Re-connecting with my skis



It’s been several years since I was last out on cross-country skis, since before I got a partial knee replacement.  I’m not as confident as before.  Never having really learned how to scoot along properly, my motion is awkward until unexpectedly the skis fulfill their design and I begin to glide.  The movement doesn’t seem practical until I think that having this much snow for half the year and few other means of transport would make it logical.
 
I live on a corner in Mott Park, across from the golf course. Whoever built this house must have been a skier. There is a rack of dowels in the basement from which to hang skis and poles. In winter when we have a foot or so of snow I can go out my front door, snap on some cross-country skis and be off.  Usually I head down to the cul de sac, unhitch my skis, and walk down a hill too steep for my skills to a meadow alongside the Flint River.  The days that I try this cannot be very cold; my baseline temperature is about 20 degrees and no wind.  The exertion warms me up and in the meadow it is very quiet.  Bending over to clamp down the baffles back onto my duckbilled ski shoes, I can see little web shaped indentations from animals and two long swathes cut by midnight skimobiles.
 
My skis are old---bought more than two decades ago.  Åsnes tur-langrenn are among the last wooden skis produced before the switch to fiberglass.  Wooden cross country skis were constructed from a composite of woods; mine seem to be hickory on the bottom. The poles are bamboo. Flexible and resilient materials. Wood has its devotees; people even make their own birch skis. On the internet dedicated craftsmen, woodworking offspring of Mother Earth News and Foxfire, plane away.  Or see the process of treating the skis in six steps, three kinds of wax (including the enigmatic, never translated from the Norwegian, klister), and pine tar, the application of which requires a hot air gun or a propane torch with a fare tip. Easy. Once this is finished, you can carry different kinds of wax for changing temperatures with you in your back pack; gracefully pull up to a tree and re-wax your skis en route.
 
The skis date back to my marriage, from its closing era when we thought that doing some family activity together would improve our lives.  After dinner we could ski under the lights of the nearby park---even take the dog with us; we would warm our hands around mugs of hot chocolate afterwards looking like the people in an Eddie Bauer winter catalog.  We might still make it. What happened?
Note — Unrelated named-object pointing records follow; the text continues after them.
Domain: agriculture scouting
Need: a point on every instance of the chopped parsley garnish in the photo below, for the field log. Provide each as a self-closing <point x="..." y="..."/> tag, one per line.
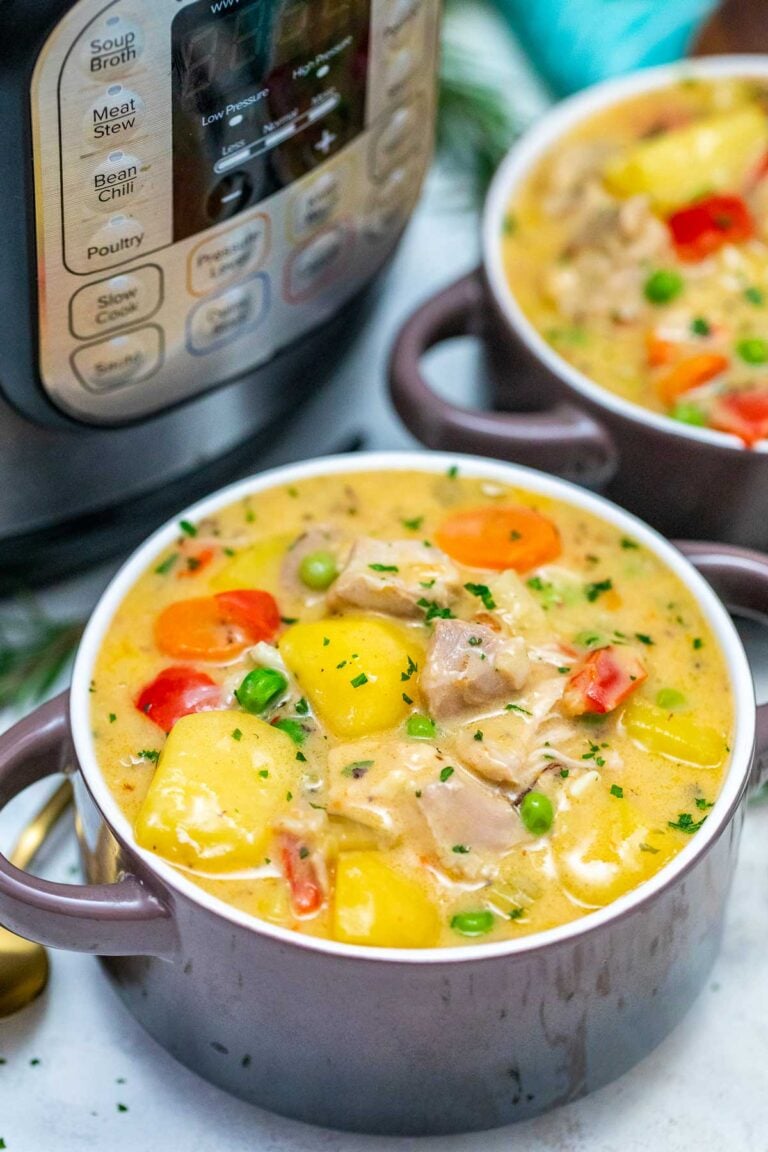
<point x="484" y="593"/>
<point x="357" y="768"/>
<point x="592" y="591"/>
<point x="686" y="824"/>
<point x="164" y="568"/>
<point x="432" y="611"/>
Endless fiddling with wax, debates about the temperature and which wax to fiddle with.  The dog was not an eager to please golden retriever (catalogs must have entire kennels of goldens), but a beagle mix who shot out of the garage and disappeared for hours.  The flatness of the park got boring.  Snow soaked through our socks (it was in the days of low cut ski boots). We came back to the house mid-way to apply more wax and change socks.  Second trip back to the house the project sank into disagreements and not very good hot chocolate in front of heaters festooned with wet socks and jeans.   The skis dripped in the basement. 

Plans for gaiters and more authentic (and presumably more comfortable) clothing faded, eventually subsumed by divorce. Somehow the skis made it from broken family to apartment storage, and finally to a house in Mott Park where as if by some omen (that I only now recognize) a basement ski rack was waiting. There my skis have hung, clapped together with a bungee cord but without, alas, the requisite block between them to maintain their camber---the arc beneath your boot that presses to the ground. 
 
Last week, when we had fresh snow and the temperature was in the mid-twenties, I remembered my skis. With a quick waxing the skis slid along pretty well, or at least as well as I could manage.  I still need to get my wax tins organized and find an old iron to melt in the klister. My son, a former snowboarder, says ironing is the trick. The pine tar base layer is another story---that propane torch deal.

If I can convince my partner Dennis, we might drive north to a cross country ski place and seek out a native to apply a new coating of pine tar. One of those bearded craftsmen from the internet. 
 
Leaning in the corner next to the back door, the skis remind me to do a little scraping and waxing. I am less impatient with the care they require and more respectful of their nature. This week the house creaks and groans; the temperature has dropped and it is too cold to ski.  I can wait. We have survived, these skis and I, from another era.